Sorry to double-post, but I'm afraid if I edit my previous one, this will get lost. What I'm trying to say is that most of what we now consider essential to understanding this race or that one would be as distant and...foreign to Sulu or Uhura as it is to me. I might actually know more about relocation camps than Sulu - you never know. I at least have met people who were in one.
 
Another thing to consider though is the difference between diversity as a concept and respect for specific Earth cultures; Titan is a huge statement for diversity being an advantage, but the diversity comes from completely fictional cultures. Promoting the ideal of IDIC is different from trying to represent every possible human respectfully.
 
Oh, the comparison isn't perfect, I agree. But I was trying to give a basic comparison between the reactions towards A) having your most visible female "deservedly" being violated to death and B) having your most visible African American "deservedly" being killed in an unnecessarily hateful/stereotypical way.

It's not a very close comparison at all.

Janeway's death had little to do with her being female and everything to do with her being a Starfleet officer who actively sought out every chance she could to deal and/or undermine the Borg, taking exorbitant and even arrogant risks with the Borg, eventually one too many.

Elsewhere on this forum, there has been some discussion about how Avery Brooks insisted that the producers write his departure at the end of Season 7 to be with the Prophet as temporary, because he didn't want to reinforce the stereotype of the African-American father as one who abandoned his children at a whim.
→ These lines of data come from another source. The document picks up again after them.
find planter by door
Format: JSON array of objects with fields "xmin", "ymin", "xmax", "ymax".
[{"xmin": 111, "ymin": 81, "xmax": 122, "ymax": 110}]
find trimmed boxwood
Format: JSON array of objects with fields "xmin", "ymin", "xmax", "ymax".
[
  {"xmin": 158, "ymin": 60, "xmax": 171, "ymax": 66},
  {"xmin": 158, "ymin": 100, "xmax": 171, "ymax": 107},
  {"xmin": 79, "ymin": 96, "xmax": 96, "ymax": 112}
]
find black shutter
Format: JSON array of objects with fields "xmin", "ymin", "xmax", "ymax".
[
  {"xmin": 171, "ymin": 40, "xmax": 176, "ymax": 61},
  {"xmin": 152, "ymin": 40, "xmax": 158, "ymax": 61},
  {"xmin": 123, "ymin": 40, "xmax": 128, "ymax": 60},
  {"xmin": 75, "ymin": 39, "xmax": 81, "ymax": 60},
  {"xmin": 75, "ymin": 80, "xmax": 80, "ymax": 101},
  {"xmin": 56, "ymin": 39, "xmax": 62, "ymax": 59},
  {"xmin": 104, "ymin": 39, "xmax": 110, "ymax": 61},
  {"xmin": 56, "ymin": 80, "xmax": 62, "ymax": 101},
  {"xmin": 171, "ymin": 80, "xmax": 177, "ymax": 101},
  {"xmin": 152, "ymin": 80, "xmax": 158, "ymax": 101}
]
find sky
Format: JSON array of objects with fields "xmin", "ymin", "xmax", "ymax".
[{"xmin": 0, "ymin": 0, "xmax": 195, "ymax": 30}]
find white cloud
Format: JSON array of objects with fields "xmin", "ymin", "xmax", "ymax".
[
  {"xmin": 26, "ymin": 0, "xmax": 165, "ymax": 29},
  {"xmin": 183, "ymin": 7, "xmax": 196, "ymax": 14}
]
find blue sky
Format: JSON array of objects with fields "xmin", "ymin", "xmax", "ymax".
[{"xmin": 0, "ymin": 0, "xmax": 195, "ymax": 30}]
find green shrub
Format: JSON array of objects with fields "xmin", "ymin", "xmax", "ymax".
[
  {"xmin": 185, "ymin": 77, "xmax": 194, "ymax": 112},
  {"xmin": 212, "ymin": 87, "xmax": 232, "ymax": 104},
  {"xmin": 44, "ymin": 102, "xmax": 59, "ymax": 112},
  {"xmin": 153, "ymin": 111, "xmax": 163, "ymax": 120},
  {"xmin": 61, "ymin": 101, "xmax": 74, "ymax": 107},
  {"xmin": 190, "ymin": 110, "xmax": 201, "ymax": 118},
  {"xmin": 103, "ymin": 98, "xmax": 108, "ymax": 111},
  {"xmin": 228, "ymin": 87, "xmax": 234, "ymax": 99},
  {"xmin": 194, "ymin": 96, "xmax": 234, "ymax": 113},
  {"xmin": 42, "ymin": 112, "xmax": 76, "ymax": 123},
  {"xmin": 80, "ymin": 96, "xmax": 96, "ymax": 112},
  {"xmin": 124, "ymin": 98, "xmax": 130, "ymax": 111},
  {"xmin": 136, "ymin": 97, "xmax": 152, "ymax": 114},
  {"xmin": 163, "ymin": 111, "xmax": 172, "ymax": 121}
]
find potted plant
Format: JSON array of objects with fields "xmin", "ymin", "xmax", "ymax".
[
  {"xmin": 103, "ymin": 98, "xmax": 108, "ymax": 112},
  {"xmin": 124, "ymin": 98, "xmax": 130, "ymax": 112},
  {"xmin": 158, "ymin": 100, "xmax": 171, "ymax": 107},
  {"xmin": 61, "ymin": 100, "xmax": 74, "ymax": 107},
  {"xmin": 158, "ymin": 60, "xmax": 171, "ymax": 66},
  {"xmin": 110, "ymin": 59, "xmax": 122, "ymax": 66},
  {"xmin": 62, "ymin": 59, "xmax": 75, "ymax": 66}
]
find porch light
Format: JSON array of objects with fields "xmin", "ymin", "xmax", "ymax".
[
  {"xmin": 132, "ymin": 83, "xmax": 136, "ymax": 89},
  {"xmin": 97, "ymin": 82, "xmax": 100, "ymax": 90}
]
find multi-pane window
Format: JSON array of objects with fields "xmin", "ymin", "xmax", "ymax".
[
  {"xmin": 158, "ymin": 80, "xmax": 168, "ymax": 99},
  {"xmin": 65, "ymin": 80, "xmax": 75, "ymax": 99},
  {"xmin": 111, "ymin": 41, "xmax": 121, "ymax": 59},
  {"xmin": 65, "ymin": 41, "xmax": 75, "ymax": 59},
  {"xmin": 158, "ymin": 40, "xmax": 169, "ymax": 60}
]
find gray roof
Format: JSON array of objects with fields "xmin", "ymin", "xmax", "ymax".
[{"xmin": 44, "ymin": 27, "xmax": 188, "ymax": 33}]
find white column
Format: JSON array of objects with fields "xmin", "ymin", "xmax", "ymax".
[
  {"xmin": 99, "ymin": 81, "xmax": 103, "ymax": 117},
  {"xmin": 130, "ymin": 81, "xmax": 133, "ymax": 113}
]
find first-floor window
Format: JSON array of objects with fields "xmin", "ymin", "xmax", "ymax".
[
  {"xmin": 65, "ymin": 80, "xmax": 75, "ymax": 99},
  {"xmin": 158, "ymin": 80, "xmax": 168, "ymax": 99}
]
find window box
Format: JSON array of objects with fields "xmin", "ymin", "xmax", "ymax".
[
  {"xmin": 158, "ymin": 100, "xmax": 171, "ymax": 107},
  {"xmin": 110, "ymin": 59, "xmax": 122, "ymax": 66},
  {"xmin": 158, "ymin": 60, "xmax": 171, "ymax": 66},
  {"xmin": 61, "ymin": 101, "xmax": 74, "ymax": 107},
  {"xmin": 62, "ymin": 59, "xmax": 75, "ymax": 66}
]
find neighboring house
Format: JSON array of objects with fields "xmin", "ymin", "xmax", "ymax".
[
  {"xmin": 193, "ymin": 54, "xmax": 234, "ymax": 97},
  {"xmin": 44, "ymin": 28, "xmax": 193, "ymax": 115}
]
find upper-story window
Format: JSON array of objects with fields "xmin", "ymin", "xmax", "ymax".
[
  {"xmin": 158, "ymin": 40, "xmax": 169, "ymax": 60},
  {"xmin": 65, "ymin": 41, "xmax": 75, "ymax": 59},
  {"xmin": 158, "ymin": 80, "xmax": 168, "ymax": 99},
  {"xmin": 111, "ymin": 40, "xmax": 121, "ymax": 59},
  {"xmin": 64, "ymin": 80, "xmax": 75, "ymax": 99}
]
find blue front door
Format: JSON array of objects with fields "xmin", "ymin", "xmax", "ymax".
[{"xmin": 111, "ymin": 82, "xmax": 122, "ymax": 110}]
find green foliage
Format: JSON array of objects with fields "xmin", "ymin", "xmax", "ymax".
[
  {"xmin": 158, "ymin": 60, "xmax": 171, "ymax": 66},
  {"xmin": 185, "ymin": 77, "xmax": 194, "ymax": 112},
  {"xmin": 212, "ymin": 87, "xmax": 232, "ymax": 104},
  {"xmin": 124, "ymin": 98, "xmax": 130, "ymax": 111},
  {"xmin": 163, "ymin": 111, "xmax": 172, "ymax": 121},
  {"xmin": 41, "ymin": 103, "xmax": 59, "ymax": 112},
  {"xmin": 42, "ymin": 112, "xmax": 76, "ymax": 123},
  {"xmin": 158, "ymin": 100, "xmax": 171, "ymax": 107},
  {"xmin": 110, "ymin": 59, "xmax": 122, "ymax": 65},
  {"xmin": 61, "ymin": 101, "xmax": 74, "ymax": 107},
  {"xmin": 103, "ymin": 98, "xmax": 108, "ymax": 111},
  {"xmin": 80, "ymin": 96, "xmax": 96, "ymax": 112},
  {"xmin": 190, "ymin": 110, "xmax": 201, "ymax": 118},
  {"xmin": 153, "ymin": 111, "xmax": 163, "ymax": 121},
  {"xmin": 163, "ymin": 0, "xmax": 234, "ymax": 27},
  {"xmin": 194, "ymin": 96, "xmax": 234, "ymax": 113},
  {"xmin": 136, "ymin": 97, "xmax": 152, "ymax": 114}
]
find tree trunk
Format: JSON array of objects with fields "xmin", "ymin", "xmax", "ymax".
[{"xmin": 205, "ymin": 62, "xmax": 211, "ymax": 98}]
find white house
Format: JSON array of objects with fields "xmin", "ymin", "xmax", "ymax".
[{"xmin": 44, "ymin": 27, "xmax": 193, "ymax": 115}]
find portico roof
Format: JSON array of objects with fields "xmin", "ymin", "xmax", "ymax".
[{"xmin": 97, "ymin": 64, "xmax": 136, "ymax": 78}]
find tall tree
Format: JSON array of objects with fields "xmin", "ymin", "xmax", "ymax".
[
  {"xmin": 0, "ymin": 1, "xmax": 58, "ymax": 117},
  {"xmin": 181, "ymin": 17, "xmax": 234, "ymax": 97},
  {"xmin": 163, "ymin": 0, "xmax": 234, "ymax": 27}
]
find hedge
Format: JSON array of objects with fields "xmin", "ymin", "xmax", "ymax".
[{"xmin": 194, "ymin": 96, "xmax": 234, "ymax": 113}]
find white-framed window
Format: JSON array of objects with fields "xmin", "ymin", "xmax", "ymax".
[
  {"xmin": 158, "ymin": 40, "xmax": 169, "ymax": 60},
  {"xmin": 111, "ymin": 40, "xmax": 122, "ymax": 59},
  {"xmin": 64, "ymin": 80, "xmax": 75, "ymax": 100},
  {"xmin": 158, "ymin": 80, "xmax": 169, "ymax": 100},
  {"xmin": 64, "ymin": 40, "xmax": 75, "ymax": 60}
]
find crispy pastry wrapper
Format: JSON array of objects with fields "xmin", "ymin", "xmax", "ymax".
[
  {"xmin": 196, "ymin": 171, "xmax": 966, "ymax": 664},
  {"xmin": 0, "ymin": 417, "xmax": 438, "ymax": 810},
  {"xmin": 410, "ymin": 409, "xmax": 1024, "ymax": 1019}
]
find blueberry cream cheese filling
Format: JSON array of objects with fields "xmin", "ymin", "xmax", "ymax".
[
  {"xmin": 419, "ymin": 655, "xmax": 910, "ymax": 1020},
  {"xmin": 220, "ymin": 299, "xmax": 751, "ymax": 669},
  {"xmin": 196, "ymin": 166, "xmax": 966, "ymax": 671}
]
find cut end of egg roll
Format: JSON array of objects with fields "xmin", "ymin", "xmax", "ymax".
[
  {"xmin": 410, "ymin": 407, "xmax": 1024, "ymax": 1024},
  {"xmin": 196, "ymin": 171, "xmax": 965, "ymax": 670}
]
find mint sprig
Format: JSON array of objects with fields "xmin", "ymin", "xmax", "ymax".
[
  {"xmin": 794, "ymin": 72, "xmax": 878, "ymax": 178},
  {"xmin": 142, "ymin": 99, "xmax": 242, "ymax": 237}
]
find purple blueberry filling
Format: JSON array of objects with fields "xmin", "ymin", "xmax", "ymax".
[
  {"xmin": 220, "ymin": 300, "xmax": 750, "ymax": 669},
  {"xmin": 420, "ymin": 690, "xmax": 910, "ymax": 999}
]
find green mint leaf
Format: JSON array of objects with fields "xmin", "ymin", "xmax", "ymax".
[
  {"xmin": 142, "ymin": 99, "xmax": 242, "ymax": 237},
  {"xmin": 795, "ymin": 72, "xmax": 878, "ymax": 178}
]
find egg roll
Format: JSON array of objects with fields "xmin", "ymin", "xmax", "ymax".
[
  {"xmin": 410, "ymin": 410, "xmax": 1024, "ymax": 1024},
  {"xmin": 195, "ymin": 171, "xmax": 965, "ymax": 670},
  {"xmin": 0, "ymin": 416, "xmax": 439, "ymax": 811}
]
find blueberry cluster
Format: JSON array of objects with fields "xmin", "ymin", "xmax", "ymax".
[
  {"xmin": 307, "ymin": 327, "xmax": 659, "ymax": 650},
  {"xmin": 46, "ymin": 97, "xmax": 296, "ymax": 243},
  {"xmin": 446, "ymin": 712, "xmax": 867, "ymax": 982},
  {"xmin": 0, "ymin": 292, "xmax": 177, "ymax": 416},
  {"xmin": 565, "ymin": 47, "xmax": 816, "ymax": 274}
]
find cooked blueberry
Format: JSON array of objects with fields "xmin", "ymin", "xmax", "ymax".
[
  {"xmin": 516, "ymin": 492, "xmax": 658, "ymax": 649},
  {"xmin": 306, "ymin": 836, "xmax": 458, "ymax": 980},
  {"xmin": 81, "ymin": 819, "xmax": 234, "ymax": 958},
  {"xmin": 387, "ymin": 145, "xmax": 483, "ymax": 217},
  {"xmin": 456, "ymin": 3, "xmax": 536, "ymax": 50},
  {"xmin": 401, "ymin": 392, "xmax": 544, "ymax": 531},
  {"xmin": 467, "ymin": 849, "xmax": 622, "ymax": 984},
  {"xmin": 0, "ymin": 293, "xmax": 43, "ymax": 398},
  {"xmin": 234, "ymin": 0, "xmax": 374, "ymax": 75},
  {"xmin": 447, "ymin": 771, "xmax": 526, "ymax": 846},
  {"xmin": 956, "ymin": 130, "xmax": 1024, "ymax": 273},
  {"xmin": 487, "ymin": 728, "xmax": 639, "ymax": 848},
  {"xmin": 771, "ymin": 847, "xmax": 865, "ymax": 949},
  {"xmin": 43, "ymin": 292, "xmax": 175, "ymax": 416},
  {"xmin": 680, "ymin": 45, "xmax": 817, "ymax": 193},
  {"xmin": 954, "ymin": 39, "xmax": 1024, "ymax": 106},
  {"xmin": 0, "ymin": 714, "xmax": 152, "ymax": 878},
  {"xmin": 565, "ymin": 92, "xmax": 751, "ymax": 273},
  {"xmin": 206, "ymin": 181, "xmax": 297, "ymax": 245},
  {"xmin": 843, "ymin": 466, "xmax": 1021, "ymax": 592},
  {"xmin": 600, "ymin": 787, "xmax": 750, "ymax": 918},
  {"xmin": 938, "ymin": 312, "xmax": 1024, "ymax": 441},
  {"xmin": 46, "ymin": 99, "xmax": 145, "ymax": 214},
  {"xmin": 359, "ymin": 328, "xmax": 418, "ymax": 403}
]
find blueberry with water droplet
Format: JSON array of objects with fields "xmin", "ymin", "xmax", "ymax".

That, I can see. Janeway's fate is too intensely embedded in her relationship with the Borg, independent of her gender, for me to see a similarly close relationship.

I would have hoped that either of these things would have given ground for pause from any author/editor working under the active promotion of "hope". The appearance, if not the motivation behind it, is or would be pretty clear. And if you live life as a member of a minority group, you soon learn that how your particular minority is perceived is strongly dependent on how that minority is presented.

Speaking as a gay man, I hear that, but I don't see as necessary a relationship as you between Janeway's fate in Before Dishonor and her gender identity.

Hearing "Well, it wasn't meant that way" is a fairly useless argument under the circumstances - like shutting the gate after the horse is bolted. The presentation is still out there in the wider world, influencing perception.

From my perspective, it's not so much "it wasn't meant that way" as "it could be meant that way." Misogynists could, if they wanted, use Janeway's fate and its consequences as another example of why women shouldn't be captains. That's far from being an inevitable conclusion. I took from Before Dishonor an appreciation of Janeway's strength, misguided thought it might have been at times.

As for strong female characters, Seven of Nine has to be given plaudits: she escapes from Earth, manages to get to the Enterprise, leads the planetkiller in mortal battle against the Borg supercube, and delivers Endgame directly into the Borg consciousness, with Janeway's help. That is strength.